Shares of One 97 Communication, or Paytm, fell 10 per cent on February 13 to a record low, after brokerage firm Macquarie downgraded the entity highlighting concerns regarding its future viability.

“PayTM faces a serious risk of customer exodus, which significantly jeopardises its monetisation and business model,” said Macquarie in a note. It has increased loss estimates by 170 per cent over FY25 and 40 per cent over FY26, factoring 60-65 per cent decline in revenues due to lower payments and distribution revenues.

The firm also downgraded the rating on the stock to ‘underperform’, while sharply cutting the target price to ₹275 from ₹650. The stock fell 10 per cent to hit the lower band of ₹380 on the NSE. 

Paytm has around 33 crore customers, 11 crore monthly transacting users and a subscription network of about 1.1 crore merchants.

“We assume a 50 per cent cash burn rate and 20x P/E multiple to normalised earnings from the distribution business,” it said, adding that transitioning to new banks will require KYC to be redone, indicating that migration within RBI’s February 29 deadline will be an “arduous task”.

Paytm has been in discussions with multiple banks to transition its nodal accounts for the wallet, FasTag, NCMC and other business verticals, which are currently backed by Paytm Payments Bank. Several banks such as HDFC and Axis have said they continue to work with Paytm in various aspects, but will await regulatory go-ahead before taking a call on any new business lines or initiatives.

Lending business

“Lending partners might re-look their relationship with PayTM,” said the note, adding that this could lead to a decline in lending business revenues in case partners scale down or terminate their relationship with PayTM. Aditya Birla Capital, one of Paytm‘s largest lending partners, has already pared down their BNPL exposure to ₹600 crore from a peak level of ₹2,000 crore, and is expected to go down further.

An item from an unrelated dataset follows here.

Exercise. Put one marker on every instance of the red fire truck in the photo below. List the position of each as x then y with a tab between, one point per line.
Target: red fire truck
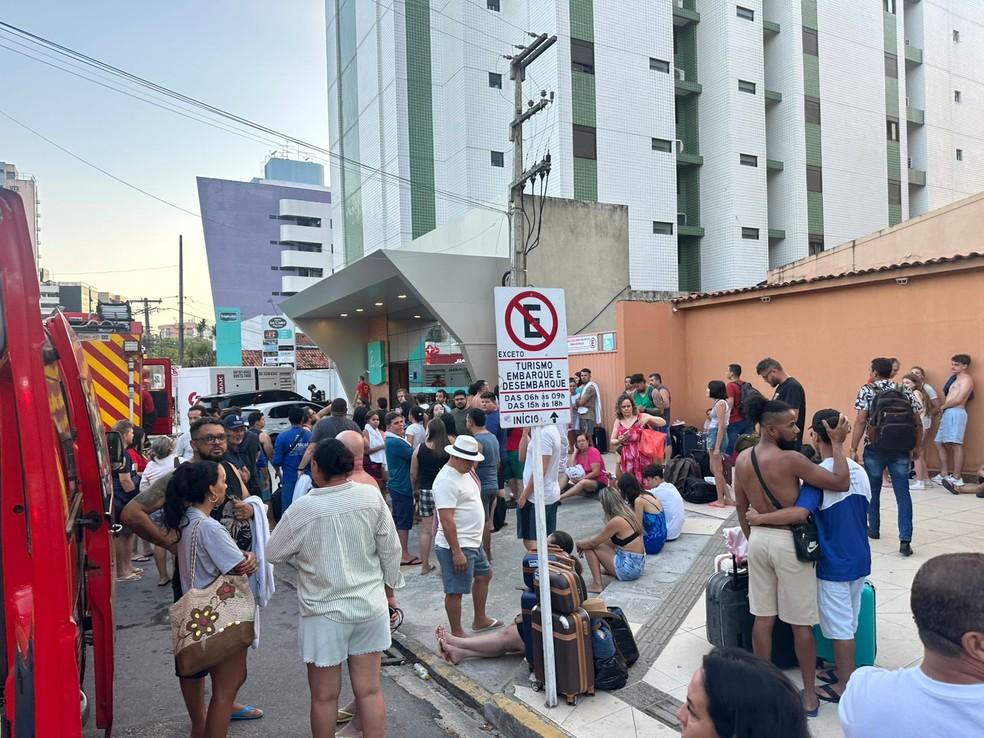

A year ago, in February 2023, Macquarie had upgraded the rating on Paytm to ‘outperform’ from ‘underperform’, raising the target price from ₹450 to ₹800. According to Axis Burgundy-Hurun list of India’s most valuable private companies, Paytm was the 80th most valuable company with a market value of ₹58,527 crore in 2023, led by 42 per cent gains in its shares over the year.

However, the recent RBI action, wiped off ₹16,000 crore in value for Paytm in the first two days itself, when it hit the 20 per cent lower circuit on both days. On January 31, 2023, the day of regulatory action, the stock had closed at ₹761 on the NSE.